Yikes! We’re a speed bump on the information highway
Steven Cohen on his blog Library Stuff points to a posting made by Owen Strachan’s blog posting “Where do Libraries Go to Die?” which has the following quotation:
I feel for librarians. This is a tough age. Trained to share a passion for one of the sweetest specimens of common grace, books, today many librarians find themselves as little more than Internet monitors, reduced to pulling up pages of vacuous celebrities to kindle even the slightest spark of interest in their students. This spark, of course, cannot possibly last for more time than it takes a synapse to fire. The librarian–what does that term even mean in this digital age?–is thus a mere custodian of the hyper-short attention spans of her students. Ironically, she was trained to be the very opposite, to be one of the few voices in youth culture that urges “reading” and “thinking”–technical terms, I know–on youth.
Yeow! That hasn’t been my experience at all. At the high school level as a librarian, I have never experienced a more dynamic and exciting time than when we allowed technology into the library media center. At no time did I ever feel that I was a mere custodian. School librarians have the opportunity to engage students more than ever and at more levels than ever. Not only has our educational role increased – particularly in the area of literacy – but we have the opportunity to enable students to produce information requiring a broader range of intellectual and creative intelligences than in the past — and all with the potential of an international audience.
Still, the whole reading thing is a concern. Every new study that comes out seems to mark a new low in reading scores and interest in reading in the “traditional” forms. As much as I love reading blogs and surfing the Web there isn’t any way that I can convince myself that I’m reading at the same level that I would be if I were reading David McCullough or William Faulkner.

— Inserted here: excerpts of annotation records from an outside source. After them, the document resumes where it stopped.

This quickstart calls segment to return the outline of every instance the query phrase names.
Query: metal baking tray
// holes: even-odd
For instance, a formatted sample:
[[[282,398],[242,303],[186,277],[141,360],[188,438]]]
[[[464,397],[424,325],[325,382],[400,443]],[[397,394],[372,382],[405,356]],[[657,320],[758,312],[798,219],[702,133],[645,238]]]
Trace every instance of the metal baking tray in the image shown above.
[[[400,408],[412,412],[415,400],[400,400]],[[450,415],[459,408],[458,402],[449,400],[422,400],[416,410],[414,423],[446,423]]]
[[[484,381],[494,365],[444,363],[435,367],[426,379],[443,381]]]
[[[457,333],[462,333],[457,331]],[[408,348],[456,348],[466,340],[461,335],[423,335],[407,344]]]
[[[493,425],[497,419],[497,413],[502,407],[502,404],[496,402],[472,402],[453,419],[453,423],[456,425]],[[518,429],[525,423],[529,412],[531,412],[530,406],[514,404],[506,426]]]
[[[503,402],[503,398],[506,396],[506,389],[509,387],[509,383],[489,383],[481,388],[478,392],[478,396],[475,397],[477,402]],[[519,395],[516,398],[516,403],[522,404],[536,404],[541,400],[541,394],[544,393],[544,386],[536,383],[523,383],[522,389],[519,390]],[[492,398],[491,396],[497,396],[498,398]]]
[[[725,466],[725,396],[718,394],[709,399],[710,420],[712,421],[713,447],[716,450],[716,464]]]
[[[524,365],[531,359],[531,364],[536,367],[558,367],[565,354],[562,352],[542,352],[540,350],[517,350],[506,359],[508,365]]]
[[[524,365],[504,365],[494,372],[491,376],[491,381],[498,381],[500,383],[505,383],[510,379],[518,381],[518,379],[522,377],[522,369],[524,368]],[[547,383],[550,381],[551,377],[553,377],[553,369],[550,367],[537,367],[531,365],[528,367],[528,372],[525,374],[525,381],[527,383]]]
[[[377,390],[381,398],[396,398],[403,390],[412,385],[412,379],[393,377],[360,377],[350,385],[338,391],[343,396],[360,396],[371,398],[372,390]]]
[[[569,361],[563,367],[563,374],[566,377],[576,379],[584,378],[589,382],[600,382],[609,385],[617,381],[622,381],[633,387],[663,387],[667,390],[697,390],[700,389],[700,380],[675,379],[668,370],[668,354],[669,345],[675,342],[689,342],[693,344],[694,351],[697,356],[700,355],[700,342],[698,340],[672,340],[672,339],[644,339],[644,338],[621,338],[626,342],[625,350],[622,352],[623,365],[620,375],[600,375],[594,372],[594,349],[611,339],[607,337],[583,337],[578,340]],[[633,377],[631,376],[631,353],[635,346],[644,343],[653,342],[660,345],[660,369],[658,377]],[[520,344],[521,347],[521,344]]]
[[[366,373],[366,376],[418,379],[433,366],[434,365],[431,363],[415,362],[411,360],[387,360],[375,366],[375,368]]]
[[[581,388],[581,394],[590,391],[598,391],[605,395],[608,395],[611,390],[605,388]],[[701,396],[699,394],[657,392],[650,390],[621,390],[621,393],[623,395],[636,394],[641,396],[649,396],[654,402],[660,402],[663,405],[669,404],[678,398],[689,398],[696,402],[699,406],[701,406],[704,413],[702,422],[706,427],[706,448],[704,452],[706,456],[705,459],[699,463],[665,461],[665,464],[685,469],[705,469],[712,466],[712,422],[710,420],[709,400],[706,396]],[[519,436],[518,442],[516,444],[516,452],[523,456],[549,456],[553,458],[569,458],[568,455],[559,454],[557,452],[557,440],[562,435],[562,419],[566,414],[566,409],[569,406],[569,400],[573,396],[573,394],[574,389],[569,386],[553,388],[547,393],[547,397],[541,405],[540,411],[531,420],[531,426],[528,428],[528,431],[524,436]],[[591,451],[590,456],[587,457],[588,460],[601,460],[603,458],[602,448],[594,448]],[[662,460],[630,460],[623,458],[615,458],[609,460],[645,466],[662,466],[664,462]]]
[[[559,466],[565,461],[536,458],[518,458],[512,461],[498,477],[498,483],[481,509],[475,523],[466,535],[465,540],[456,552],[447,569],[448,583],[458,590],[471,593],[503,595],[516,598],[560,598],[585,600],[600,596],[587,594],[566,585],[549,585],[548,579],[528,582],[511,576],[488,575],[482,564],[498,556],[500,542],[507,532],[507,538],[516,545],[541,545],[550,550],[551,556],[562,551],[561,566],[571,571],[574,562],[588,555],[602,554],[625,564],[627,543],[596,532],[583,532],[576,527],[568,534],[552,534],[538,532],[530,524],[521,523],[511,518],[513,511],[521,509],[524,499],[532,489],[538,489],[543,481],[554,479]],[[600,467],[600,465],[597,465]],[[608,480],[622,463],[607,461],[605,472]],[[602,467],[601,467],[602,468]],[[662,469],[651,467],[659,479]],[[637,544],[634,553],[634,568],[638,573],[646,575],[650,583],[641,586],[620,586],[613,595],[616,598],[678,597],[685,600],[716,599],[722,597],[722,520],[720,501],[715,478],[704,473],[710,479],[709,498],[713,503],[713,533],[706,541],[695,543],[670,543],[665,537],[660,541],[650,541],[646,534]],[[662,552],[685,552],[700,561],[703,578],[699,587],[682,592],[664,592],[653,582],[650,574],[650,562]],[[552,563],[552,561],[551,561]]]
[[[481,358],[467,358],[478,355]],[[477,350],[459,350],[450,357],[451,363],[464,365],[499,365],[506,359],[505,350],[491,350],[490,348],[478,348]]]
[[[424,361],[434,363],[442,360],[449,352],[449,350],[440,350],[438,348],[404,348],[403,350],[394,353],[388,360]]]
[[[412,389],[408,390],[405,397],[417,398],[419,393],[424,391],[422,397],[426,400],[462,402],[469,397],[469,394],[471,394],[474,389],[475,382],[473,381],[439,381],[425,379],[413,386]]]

Nevertheless, I’m not convinced that Google is making us dumber. I think we are still figuring out how to get through the novelty factor of whizzing through the enormous trough of information that is the Web. I do think that while the digital world has made our opportunities greater to interact with students and teachers, I think it is also giving the library profession the opportunity for renewed vigor in enouraging our teenagers to read beyond the latest shenanigans of our musical celebrities.